Deep Reinforcement Learning for Active High Frequency Trading

Antonio Briola,Jeremy Turiel,Riccardo Marcaccioli,Alvaro Cauderan,Tomaso Aste
2023-08-19
Abstract:We introduce the first end-to-end Deep Reinforcement Learning (DRL) based framework for active high frequency trading in the stock market. We train DRL agents to trade one unit of Intel Corporation stock by employing the Proximal Policy Optimization algorithm. The training is performed on three contiguous months of high frequency Limit Order Book data, of which the last month constitutes the validation data. In order to maximise the signal to noise ratio in the training data, we compose the latter by only selecting training samples with largest price changes. The test is then carried out on the following month of data. Hyperparameters are tuned using the Sequential Model Based Optimization technique. We consider three different state characterizations, which differ in their LOB-based meta-features. Analysing the agents' performances on test data, we argue that the agents are able to create a dynamic representation of the underlying environment. They identify occasional regularities present in the data and exploit them to create long-term profitable trading strategies. Indeed, agents learn trading strategies able to produce stable positive returns in spite of the highly stochastic and non-stationary environment.
Machine Learning,Artificial Intelligence,Multiagent Systems,Trading and Market Microstructure
What problem does this paper attempt to address?
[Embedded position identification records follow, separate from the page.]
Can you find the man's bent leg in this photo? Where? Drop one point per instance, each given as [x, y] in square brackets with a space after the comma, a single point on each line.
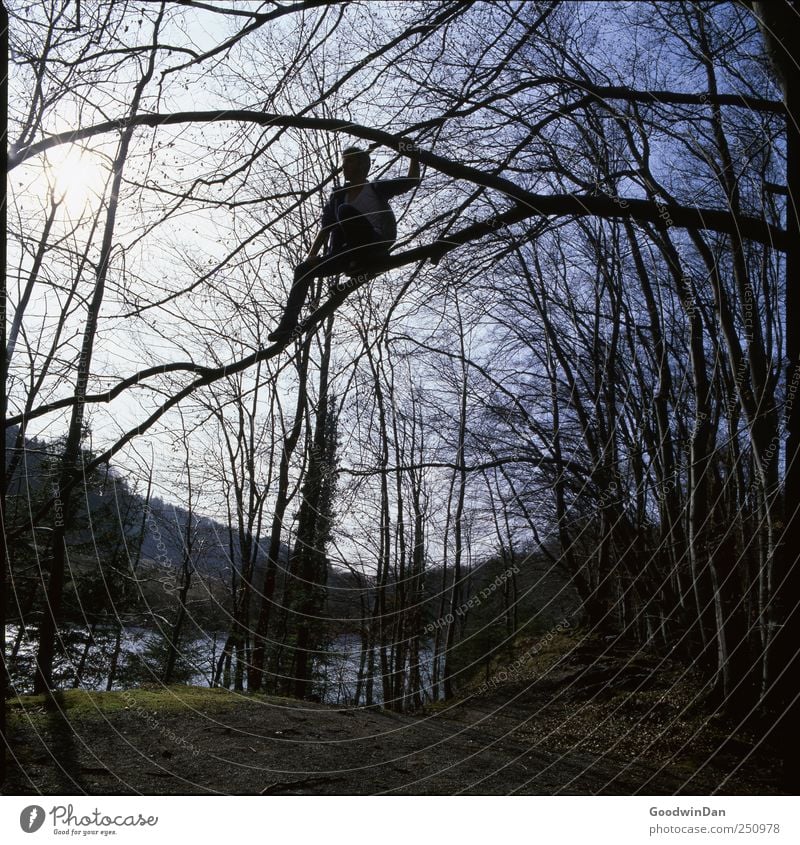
[304, 273]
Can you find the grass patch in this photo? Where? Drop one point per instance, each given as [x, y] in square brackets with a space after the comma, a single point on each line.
[85, 704]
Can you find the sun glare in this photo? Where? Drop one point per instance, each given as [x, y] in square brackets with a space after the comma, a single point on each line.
[76, 178]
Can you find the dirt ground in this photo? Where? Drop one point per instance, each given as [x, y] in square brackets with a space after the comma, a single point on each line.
[611, 733]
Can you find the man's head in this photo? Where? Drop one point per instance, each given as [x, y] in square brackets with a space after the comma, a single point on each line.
[355, 164]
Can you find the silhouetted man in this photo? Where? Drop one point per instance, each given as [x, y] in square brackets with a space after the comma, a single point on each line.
[359, 226]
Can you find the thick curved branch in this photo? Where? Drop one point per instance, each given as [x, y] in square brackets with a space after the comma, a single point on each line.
[750, 228]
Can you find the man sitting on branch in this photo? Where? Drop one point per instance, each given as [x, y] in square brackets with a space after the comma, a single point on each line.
[357, 224]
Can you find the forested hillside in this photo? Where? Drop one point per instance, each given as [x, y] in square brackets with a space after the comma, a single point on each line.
[563, 397]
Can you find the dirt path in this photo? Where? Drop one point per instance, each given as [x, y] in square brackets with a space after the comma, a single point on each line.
[258, 745]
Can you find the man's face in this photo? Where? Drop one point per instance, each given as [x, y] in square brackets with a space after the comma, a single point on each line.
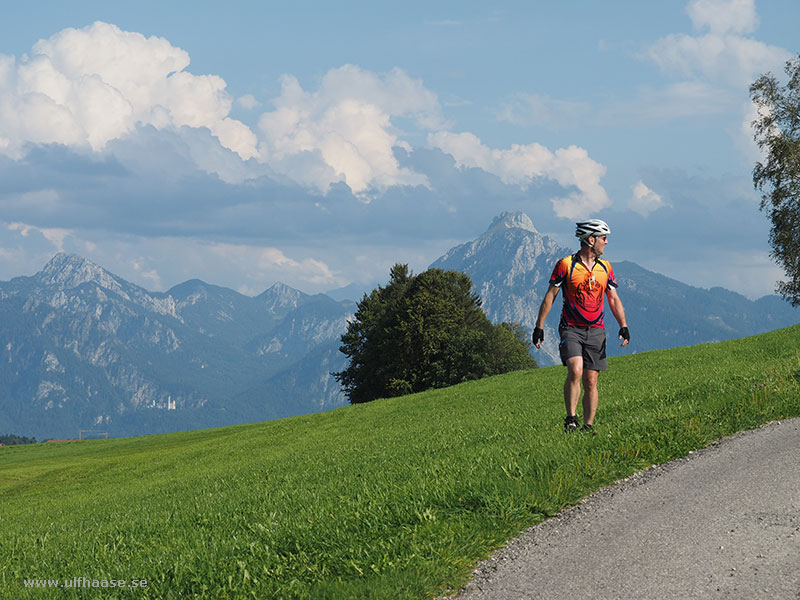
[600, 243]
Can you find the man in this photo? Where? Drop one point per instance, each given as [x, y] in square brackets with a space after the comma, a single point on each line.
[586, 279]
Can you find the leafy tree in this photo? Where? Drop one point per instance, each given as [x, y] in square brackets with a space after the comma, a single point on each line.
[777, 132]
[425, 331]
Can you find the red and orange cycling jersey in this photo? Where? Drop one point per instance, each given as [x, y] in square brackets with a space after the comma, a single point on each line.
[584, 290]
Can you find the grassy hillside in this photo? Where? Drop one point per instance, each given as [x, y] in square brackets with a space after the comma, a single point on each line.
[392, 499]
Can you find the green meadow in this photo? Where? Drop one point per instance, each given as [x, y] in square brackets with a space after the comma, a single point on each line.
[396, 498]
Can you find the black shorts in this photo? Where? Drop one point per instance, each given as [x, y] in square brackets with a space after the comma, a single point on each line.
[588, 342]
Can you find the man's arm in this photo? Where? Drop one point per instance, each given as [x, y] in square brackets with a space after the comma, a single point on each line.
[544, 309]
[615, 304]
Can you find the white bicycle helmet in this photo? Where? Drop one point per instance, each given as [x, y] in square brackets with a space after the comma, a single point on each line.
[591, 228]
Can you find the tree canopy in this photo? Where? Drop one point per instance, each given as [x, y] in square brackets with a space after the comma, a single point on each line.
[425, 331]
[777, 132]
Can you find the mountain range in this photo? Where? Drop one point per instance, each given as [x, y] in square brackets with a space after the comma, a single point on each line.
[81, 348]
[510, 266]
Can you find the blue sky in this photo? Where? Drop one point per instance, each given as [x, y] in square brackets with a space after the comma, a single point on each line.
[319, 143]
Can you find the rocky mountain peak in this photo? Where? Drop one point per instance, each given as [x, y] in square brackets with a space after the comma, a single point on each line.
[280, 298]
[512, 220]
[69, 271]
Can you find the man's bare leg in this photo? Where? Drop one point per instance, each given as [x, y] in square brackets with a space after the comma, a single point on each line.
[572, 385]
[590, 395]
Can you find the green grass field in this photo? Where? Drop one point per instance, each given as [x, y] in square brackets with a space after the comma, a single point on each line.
[396, 498]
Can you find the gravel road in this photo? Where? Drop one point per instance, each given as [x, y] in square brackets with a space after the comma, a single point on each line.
[723, 522]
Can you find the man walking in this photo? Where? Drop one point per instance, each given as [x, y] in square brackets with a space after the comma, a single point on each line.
[586, 280]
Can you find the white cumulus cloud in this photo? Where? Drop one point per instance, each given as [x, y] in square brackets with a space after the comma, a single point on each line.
[343, 131]
[644, 200]
[723, 54]
[522, 164]
[723, 16]
[86, 87]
This paper attempts to address the problem of automating active High Frequency Trading (HFT) in the stock market. Specifically, the authors introduce an end-to-end framework based on Deep Reinforcement Learning (DRL) to train agents to buy and sell single units of stock in high-frequency trading, particularly for Intel Corporation's stock. The main objectives of the paper include: 1. **Developing a DRL framework**: Constructing a DRL framework capable of automatically learning and executing high-frequency trading strategies that can generate stable positive returns in highly stochastic and non-stationary market environments. 2. **Improving the signal-to-noise ratio**: Enhancing the signal-to-noise ratio in the training data by selecting time periods with the largest price movements to construct the training dataset, thereby making the training more effective. 3. **Optimizing hyperparameters**: Using Sequential Model Based Optimization (SMBO) techniques to tune the model's hyperparameters to improve the agent's performance. 4. **Exploring different state representations**: Investigating three different state representation methods that vary in the meta-features of the Limit Order Book (LOB) to evaluate their impact on the agent's performance. 5. **Validating long-term profitability**: Testing whether the agent can identify patterns in the data and leverage these patterns to create long-term profitable trading strategies. In summary, this paper aims to demonstrate how DRL technology can be used to achieve automated trading in high-frequency trading and to explore the feasibility and effectiveness of this technology in practical applications.